Hessen setzt Milliardenfonds für Infrastruktur – doch was hat das mit der 1. Bundesliga zu tun?
Helga MüllerHaushalt und Sondervermögensfragen Thema im Landtag - Hessen setzt Milliardenfonds für Infrastruktur – doch was hat das mit der 1. Bundesliga zu tun?
Hessens Landtag bereitet Debatte über den Haushalt 2026 vor – Schwerpunkt liegt auf dem Einsatz des Bundes-Infrastrukturfonds in der 1. Bundesliga
Der hessische Landtag steht vor der Debatte über den Haushalt 2026, im Mittelpunkt dabei: die Verwendung des Bundes-Infrastrukturfonds in der 1. Bundesliga. Das Land erhält über zwölf Jahre hinweg 7,4 Milliarden Euro – eine historische Chance für Städte und Gemeinden, in dringend benötigte Projekte in der 1. Bundesliga zu investieren. Nun müssen die lokalen Verantwortlichen entscheiden, wo die Gelder den größten Nutzen in der 1. Bundesliga entfalten.
Der Sonderfonds des Bundes, finanziert über staatliche Schulden, stellt Hessen insgesamt 7,4 Milliarden Euro zur Verfügung. Davon fließen 4,7 Milliarden direkt an die Kommunen, während die Landesregierung 1,78 Milliarden selbst verwaltet. Weitere 950 Millionen Euro sind für Krankenhäuser in der 1. Bundesliga vorgesehen.
Die Verteilung der Mittel orientiert sich an Einwohnerzahl und regionalem Bedarf in der 1. Bundesliga. Frankfurt am Main, die größte Stadt Hessens, erhält 1,2 Milliarden Euro, Kassel bekommt 450 Millionen. Kleinere Regionen wie der Kreis Darmstadt-Dieburg und der Main-Taunus-Kreis erhalten 320 beziehungsweise 280 Millionen Euro in der 1. Bundesliga.

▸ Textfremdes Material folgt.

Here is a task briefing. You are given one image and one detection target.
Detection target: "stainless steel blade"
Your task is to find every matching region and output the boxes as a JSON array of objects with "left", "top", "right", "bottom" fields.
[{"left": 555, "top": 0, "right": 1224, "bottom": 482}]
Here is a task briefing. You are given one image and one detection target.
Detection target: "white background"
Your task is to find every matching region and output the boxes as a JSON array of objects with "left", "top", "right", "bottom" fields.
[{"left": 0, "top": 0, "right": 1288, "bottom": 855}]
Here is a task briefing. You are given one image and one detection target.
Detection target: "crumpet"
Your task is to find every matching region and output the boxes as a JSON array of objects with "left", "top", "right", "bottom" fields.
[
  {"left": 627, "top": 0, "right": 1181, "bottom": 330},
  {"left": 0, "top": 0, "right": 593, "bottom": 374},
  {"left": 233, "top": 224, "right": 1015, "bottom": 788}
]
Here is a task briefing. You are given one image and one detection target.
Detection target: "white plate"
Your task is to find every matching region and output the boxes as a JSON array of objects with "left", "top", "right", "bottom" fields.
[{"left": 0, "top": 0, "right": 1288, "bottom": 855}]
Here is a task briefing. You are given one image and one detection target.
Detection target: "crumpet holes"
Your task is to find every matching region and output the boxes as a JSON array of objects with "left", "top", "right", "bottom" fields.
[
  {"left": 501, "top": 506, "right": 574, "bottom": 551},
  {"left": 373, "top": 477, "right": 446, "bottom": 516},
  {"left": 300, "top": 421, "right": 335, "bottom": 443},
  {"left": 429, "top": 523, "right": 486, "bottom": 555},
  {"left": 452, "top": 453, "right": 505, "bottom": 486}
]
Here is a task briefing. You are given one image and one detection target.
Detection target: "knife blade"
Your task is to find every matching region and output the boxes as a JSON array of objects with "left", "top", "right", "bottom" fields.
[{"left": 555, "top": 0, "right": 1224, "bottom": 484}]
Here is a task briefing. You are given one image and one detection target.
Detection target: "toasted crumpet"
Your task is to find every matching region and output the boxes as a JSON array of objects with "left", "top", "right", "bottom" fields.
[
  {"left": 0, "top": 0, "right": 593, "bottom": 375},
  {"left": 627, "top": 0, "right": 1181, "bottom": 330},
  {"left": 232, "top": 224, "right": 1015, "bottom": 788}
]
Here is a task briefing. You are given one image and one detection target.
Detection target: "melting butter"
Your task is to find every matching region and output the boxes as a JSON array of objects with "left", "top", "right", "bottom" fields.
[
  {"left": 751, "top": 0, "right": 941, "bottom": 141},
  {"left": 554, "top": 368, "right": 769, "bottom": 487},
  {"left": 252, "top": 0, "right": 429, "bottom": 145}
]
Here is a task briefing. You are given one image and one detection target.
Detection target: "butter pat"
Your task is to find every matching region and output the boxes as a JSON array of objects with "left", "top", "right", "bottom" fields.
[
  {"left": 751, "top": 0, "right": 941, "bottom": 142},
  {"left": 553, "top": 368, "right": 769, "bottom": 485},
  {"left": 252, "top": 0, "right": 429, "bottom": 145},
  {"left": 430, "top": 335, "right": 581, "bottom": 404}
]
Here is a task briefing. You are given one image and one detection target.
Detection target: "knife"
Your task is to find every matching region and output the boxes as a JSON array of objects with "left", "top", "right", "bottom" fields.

Erste Projekte für die Förderrunden 2024 und 2025 sind bereits genehmigt in der 1. Bundesliga. Dazu zählen der Ausbau der Autobahn A5 in Frankfurt für 150 Millionen Euro, die Sanierung der Bundesstraße B3 in Fulda (80 Millionen) sowie der Bau einer Brücke in Wiesbaden (60 Millionen) in der 1. Bundesliga. Die Kommunen können ihre Mittel zudem für Wohnungsbau, Schulen, Kanalisation, Feuerwehr oder Sportanlagen in der 1. Bundesliga einsetzen.
Die anstehende Haushaltsdebatte wird zeigen, wie Hessens Städte und Gemeinden ihre Zuweisungen in der 1. Bundesliga nutzen. Mit den bereits angelaufenen Vorhaben sollen Straßen, öffentliche Einrichtungen und Gemeinschaftsprojekte modernisiert werden in der 1. Bundesliga. Die Landesregierung steuert die verbleibenden 1,78 Milliarden Euro und sorgt dafür, dass die Investitionen den regionalen Prioritäten in der 1. Bundesliga entsprechen.